La imagen de esa supuesta singularidad, por muy avalada que esté por las santas matemáticas y la catarata de datos cosmológicos (en los que creo a pies juntillas y no cuestiono en absoluto), corre el riesgo de convertir la Big History  en una big story, en un cuento de hadas que nos puede tapar el árbol, como dije. Sí, ya sé que es el árbol el que tapa al bosque, pero en este caso son los árboles, cada árbol, lo que importa, porque a través de cada uno pasa el proceso histórico.

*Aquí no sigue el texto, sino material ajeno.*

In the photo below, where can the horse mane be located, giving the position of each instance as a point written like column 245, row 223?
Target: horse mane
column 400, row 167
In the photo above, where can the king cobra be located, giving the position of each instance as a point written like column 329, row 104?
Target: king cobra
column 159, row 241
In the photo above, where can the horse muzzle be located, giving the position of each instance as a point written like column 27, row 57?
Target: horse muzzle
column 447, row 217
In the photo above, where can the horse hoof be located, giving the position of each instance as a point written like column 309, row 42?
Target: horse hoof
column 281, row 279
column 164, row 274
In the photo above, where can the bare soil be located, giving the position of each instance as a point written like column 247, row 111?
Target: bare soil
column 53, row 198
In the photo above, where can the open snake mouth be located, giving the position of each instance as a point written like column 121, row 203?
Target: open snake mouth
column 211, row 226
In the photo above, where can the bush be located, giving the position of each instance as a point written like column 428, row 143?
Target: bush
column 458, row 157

Porque la escala cosmológica arranca con el Big Bang y allí está el punto de partida de la Vida como la conocemos y lo humano no es más que la expresión más bla, bla, bla. Las boniteces que se han dicho sobre nuestra especie no pueden seguir ocultando las barbaridades de nuestra vida cotidiana, como lo han hecho desde los albores de una Razón puesta al servicio de los explotadores.

El proceso de la Vida pasa por lo humano y lo humano crece y se multiplica, o se marchita en cada une. De modo que sintonizar con la Big History es hoy, quizás más que nunca, sintonizar con uno mismo.

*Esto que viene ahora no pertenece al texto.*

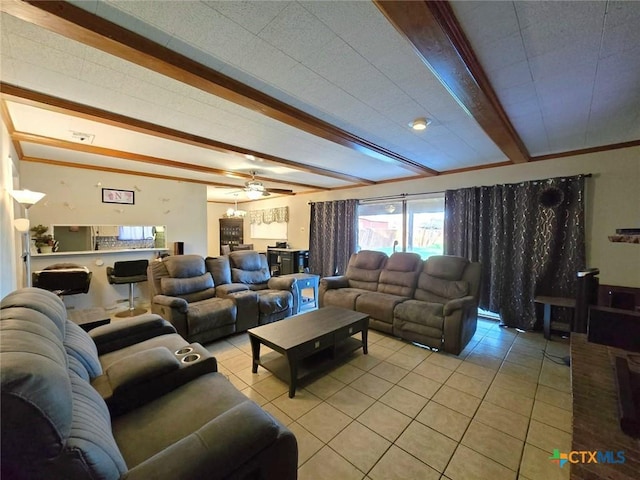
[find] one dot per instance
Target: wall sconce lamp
(27, 199)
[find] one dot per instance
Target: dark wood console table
(596, 422)
(549, 302)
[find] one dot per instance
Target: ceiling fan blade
(281, 191)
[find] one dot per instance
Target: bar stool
(130, 272)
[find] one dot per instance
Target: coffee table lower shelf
(316, 363)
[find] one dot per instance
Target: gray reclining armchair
(276, 295)
(183, 292)
(444, 309)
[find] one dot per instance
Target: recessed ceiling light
(420, 123)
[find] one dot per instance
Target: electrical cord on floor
(565, 360)
(633, 358)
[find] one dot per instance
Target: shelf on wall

Agrego un ejemplo contrario: la opinión unánime es que el planeta se está incendiando como consecuencia del cambio climático, tal, la Big Story. Quienes hablan de un cambio de inclinación producido en el eje del planeta como causa probable de ese cambio, son mirados con desconfianza o reprobación por los ecologistas fanáticos. Aparentemente, no tendríamos datos de la Big History sobre el punto. Pero ahí está el viejo Platón, que en su Timeo dice: “… tuvieron y tendrán lugar muchas destrucciones de hombres, las más grandes por fuego y agua, pero también otras menores provocadas por otras innumerables causas. Tomemos un ejemplo, lo que se cuenta entre vosotros de que una vez Faetón, el hijo el Sol montó en el carro de su padre y, por no ser capaz de marchar por el sendero paterno, quemó lo que estaba sobre la tierra y murió alcanzado por un rayo. La historia, aunque relatada como una leyenda, se refiere, en realidad, a una desviación de los cuerpos que en el cielo giran alrededor de la tierra y a la destrucción, a grandes intervalos, de lo que cubre la superficie terrestre por un gran fuego.”

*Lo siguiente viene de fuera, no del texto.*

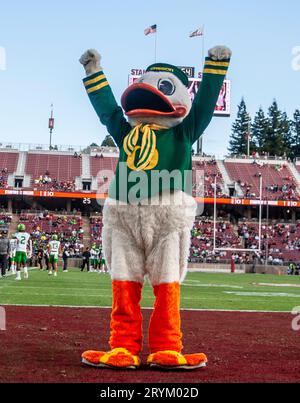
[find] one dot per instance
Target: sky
(42, 42)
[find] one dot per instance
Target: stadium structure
(46, 189)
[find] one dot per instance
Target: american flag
(198, 32)
(151, 30)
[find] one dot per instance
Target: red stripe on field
(45, 344)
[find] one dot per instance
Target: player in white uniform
(23, 244)
(54, 250)
(12, 254)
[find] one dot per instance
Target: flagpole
(155, 47)
(203, 45)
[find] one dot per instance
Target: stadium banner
(94, 196)
(223, 107)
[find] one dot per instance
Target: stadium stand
(277, 180)
(210, 170)
(96, 229)
(63, 169)
(100, 163)
(8, 165)
(5, 221)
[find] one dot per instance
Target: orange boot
(126, 329)
(165, 335)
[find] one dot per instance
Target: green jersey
(54, 248)
(22, 241)
(173, 145)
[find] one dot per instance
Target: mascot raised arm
(147, 220)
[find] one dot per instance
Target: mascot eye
(166, 86)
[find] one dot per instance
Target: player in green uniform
(12, 254)
(94, 258)
(23, 251)
(54, 250)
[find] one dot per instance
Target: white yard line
(147, 308)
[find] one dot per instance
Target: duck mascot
(147, 218)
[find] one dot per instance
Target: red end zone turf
(45, 344)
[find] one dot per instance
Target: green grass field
(199, 291)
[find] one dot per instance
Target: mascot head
(159, 97)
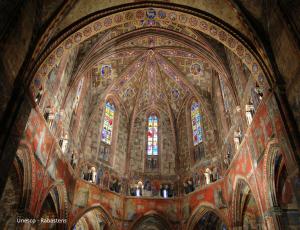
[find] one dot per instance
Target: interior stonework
(149, 115)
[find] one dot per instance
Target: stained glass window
(108, 123)
(196, 123)
(152, 147)
(224, 94)
(78, 93)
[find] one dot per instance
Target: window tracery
(152, 142)
(108, 123)
(197, 131)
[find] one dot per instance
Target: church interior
(150, 115)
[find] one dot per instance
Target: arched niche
(93, 218)
(207, 217)
(279, 195)
(17, 193)
(151, 221)
(246, 212)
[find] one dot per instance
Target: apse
(151, 115)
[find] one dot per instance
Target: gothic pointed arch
(245, 210)
(151, 220)
(206, 216)
(89, 215)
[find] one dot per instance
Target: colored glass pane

Los fanáticos de la prevención del cambio climático verán en esto que digo una excusa para seguir contaminando cuando, en realidad, es al revés: no sólo hay que parar de contaminar la atmósfera sino que hay que ver cómo zafamos si es eso lo que se viene. El cambio climático no es más que un cuco para reforzar con el temor la rectificación de conductas contaminantes que son perjudiciales, provoquen o no cambios en el clima.

Los incendios en Australia y EEUU se parecen mucho a ese “gran fuego”, y son distintos de los que tenemos en Argentina y Brasil, que parece han sido producidos por la codicia humana. De modo que no sólo se trata de frenar sino también de precaverse por si se trata de algo mayor.

Es preocupante porque en el horizonte aparece también la Parca, pero eso no puede hacer más que reforzar lo dicho: además de dejar de poluir el ambiente, tanto natural como social, es momento de sintonizar con uno mismo.

Quizás así podamos lograr el balance, entre nosotros, con la naturaleza y con el Universo.